Bodies discovered in a pit near Liverpool underwent DNA testing, leading scientists to a massive discovery.
Crossrail reported a burial pit contained as many as 100 bodies.
Of those bodies, archaeologists removed 42 individuals, five of whom were exposed to Yersinia pestis, otherwise known as the bubonic plague.
The mass grave was dated between 1650 and 1670 with help from pottery, glass and coffin handles.
DNA testing revealed the Great Bubonic Plague of 1665, the last major bubonic plague epidemic in Britain that killed 100,000 Londoners, was truly caused by Yersinia pestis.
It has long been believed the bubonic plague was responsible for the deaths of the majority of London’s population but until this discovery, there was no solid evidence.
Jay Carver, the Crossrail Lead Archaeologist, stated: “The Crossrail project has given archaeologists a rare opportunity to study previously inaccessible areas of London. The discovery of the ancient DNA, which has eluded scientists for so long, is yet another piece of the jigsaw that we are piecing together to learn more about the lives and deaths of 16th to 18th Century Londoners.”
Don Walker, the Senior Osteologist at MOLA, reported: “This is a hugely significant discovery as it is the first identification of ancient DNA from the 1665 Great Plague in Britain. This discovery has the potential to greatly enhance scientist’s understanding of the disease and coupled with detailed research of the skeletons reveal more about this devastating epidemic and the lives of its victims.”
Finally, Vanessa Harding, a professor of London History, Birkbeck, and the University of London, said: “This is a very exciting finding, for the history of London, the history of disease, and the history of burial.
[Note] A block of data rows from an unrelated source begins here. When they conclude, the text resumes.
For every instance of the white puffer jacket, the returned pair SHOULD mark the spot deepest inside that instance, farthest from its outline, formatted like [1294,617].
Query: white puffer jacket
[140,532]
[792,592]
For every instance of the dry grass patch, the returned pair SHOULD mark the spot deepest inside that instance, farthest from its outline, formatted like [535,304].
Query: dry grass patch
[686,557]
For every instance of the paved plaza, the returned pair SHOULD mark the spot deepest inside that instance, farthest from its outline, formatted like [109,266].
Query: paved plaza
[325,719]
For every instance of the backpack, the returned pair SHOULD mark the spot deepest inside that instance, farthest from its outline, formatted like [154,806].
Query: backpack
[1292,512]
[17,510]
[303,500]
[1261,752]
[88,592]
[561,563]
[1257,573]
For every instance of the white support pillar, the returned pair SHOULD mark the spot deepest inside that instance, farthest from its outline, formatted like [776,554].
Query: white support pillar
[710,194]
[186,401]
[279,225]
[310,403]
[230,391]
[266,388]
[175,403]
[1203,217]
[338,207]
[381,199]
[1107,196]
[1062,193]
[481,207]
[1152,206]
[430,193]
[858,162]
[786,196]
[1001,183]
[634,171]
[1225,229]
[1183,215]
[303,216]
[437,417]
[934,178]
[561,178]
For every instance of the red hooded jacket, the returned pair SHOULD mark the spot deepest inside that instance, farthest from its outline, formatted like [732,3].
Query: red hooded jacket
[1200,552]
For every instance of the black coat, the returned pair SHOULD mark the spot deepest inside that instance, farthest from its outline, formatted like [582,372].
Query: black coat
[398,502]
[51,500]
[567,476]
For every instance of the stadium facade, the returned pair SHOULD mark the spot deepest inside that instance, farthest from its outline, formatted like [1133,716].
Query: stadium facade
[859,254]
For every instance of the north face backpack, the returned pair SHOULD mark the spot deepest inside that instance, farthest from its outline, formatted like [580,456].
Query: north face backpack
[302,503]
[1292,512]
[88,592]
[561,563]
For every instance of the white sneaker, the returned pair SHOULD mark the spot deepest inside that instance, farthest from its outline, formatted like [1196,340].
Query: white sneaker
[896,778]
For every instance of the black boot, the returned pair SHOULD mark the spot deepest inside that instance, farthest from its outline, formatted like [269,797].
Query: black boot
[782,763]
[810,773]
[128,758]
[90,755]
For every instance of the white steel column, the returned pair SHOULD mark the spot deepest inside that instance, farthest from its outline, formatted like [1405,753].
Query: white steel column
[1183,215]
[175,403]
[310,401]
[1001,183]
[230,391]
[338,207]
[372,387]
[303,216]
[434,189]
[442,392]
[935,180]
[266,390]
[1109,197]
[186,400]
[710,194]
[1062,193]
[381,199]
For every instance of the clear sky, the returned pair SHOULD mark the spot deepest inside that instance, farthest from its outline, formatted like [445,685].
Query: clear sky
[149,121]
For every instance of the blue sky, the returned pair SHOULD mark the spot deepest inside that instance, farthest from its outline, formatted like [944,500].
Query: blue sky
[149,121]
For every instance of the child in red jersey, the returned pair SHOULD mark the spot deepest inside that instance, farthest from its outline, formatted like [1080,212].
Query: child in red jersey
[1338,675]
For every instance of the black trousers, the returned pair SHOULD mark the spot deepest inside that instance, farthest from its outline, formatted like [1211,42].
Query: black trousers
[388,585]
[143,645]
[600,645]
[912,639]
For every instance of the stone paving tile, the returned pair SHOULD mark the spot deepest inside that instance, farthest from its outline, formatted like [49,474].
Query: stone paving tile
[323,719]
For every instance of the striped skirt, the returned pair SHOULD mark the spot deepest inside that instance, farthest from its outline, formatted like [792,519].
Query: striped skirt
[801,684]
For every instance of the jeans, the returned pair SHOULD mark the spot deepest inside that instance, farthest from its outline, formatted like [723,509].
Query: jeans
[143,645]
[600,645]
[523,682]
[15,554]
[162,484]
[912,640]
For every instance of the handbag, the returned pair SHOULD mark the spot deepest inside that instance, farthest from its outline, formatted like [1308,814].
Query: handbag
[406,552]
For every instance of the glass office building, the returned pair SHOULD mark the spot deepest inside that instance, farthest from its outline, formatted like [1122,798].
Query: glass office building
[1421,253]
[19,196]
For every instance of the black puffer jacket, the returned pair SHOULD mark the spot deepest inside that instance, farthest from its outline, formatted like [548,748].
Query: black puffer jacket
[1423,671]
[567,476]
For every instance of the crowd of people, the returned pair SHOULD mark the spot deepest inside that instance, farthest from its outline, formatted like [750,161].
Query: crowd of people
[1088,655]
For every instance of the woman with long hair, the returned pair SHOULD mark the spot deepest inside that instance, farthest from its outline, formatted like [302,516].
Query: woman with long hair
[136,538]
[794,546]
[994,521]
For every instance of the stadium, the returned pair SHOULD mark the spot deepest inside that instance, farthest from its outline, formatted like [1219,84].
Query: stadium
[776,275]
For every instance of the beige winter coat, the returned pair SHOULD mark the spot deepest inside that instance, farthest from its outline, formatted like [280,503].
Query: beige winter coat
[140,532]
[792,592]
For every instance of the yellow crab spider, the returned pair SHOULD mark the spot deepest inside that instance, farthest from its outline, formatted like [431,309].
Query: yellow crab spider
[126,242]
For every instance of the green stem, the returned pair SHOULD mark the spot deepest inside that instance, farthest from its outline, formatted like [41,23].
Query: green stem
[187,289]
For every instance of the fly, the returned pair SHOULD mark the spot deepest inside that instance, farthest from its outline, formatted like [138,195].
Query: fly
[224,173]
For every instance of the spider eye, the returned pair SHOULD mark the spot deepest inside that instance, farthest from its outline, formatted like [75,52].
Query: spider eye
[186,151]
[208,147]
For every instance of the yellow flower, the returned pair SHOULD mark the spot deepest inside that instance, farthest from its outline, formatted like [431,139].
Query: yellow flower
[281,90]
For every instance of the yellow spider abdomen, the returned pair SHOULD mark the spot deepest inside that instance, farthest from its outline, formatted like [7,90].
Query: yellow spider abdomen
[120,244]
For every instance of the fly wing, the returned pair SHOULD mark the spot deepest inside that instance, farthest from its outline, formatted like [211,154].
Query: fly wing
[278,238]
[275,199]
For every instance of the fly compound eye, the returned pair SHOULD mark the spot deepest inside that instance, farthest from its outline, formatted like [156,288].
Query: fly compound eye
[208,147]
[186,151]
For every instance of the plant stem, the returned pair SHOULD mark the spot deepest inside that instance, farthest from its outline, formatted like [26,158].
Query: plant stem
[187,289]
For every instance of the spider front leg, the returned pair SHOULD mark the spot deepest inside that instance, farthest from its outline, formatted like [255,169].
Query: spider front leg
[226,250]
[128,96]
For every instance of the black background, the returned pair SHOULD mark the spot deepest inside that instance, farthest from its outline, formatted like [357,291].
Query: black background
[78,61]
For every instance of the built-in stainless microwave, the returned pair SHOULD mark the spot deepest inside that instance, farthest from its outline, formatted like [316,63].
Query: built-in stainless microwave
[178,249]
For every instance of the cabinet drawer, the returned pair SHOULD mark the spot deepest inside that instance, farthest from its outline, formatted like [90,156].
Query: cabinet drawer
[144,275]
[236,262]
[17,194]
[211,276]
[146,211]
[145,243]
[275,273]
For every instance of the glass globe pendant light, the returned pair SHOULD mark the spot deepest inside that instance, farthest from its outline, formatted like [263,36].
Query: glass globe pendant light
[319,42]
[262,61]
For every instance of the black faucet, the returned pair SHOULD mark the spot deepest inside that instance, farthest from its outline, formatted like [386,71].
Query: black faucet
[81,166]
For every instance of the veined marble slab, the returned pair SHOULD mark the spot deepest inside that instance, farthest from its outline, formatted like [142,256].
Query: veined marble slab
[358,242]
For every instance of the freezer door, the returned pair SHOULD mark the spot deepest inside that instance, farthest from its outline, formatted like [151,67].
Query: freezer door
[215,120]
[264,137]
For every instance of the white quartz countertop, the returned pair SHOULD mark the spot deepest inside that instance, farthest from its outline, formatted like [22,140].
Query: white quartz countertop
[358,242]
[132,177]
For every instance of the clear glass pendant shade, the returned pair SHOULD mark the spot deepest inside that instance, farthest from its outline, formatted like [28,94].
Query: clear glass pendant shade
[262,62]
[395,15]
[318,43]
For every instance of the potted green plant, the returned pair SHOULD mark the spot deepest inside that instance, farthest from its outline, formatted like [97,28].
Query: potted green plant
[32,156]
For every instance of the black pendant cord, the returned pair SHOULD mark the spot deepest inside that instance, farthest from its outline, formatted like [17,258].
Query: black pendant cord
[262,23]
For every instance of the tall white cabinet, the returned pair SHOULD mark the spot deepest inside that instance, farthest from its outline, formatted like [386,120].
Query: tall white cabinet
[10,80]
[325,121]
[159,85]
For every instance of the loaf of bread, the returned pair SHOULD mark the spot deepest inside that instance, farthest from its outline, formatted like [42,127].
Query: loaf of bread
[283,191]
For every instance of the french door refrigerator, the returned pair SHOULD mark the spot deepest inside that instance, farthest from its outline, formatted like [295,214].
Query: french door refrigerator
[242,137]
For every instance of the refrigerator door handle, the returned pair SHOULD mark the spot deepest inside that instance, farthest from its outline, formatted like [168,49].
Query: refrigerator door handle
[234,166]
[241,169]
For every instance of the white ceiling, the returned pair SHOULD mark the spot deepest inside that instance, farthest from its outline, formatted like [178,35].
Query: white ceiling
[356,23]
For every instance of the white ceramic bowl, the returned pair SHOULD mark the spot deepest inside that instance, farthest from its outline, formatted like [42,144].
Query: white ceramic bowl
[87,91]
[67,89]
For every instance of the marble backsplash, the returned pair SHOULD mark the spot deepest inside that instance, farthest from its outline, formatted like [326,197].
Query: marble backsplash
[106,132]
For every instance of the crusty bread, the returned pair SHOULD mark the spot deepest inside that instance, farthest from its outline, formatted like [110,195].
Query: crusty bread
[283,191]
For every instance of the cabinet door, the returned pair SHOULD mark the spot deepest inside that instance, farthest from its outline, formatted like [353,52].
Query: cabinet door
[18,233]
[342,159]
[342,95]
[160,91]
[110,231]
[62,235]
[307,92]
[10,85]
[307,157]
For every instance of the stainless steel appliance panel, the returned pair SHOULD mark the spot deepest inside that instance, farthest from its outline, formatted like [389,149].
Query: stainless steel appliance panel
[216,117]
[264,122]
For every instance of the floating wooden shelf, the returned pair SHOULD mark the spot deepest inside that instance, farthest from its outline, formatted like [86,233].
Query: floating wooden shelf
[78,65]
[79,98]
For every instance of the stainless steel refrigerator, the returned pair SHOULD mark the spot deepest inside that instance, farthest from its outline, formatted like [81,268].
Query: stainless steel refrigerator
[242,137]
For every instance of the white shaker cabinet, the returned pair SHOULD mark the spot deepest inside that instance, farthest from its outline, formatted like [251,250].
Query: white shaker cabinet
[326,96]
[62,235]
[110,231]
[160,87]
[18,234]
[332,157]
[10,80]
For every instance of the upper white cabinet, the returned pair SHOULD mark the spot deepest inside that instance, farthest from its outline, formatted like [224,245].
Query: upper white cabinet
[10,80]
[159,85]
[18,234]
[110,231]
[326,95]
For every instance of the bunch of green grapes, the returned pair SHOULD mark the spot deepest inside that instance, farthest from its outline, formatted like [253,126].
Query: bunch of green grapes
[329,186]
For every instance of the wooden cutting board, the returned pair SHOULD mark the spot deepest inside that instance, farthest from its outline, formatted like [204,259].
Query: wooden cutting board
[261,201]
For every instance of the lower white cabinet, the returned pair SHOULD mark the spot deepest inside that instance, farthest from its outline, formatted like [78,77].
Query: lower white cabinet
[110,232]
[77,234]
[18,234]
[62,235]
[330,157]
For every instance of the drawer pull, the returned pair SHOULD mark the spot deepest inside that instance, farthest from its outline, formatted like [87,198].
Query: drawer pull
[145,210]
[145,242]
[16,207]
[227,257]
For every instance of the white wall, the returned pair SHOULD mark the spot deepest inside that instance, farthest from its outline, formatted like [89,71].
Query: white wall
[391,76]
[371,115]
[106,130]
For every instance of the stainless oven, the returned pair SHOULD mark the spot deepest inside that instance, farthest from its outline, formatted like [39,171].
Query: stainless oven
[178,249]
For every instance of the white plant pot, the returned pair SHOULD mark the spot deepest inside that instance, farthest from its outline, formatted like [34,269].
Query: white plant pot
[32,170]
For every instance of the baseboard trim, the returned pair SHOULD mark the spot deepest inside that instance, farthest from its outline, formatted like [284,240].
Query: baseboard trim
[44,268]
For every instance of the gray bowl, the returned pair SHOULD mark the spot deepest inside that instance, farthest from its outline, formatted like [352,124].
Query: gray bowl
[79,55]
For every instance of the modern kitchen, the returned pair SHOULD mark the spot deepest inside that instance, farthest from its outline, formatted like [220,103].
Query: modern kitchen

It confirms that Yersinia pestis was present in early modern London plague epidemics, and links them epidemiologically with the 14th-Century Black Death and the 1720 Marseille plague.
“We still need, however, to understand why the disease manifested itself in so many different ways, and whether other pathogens made a significant contribution to these epidemics. The excavation also underlines the strength of custom and order in time of crisis, showing that plague burial, even in mass graves, could be controlled and orderly, with bodies in coffins laid neatly on each other – not quite the shamolic ‘plague pit’ of popular discourse.”
Though Yersinia pestis was once responsible for the deaths of thousands of people, today it is easily treated with a course of antibiotics.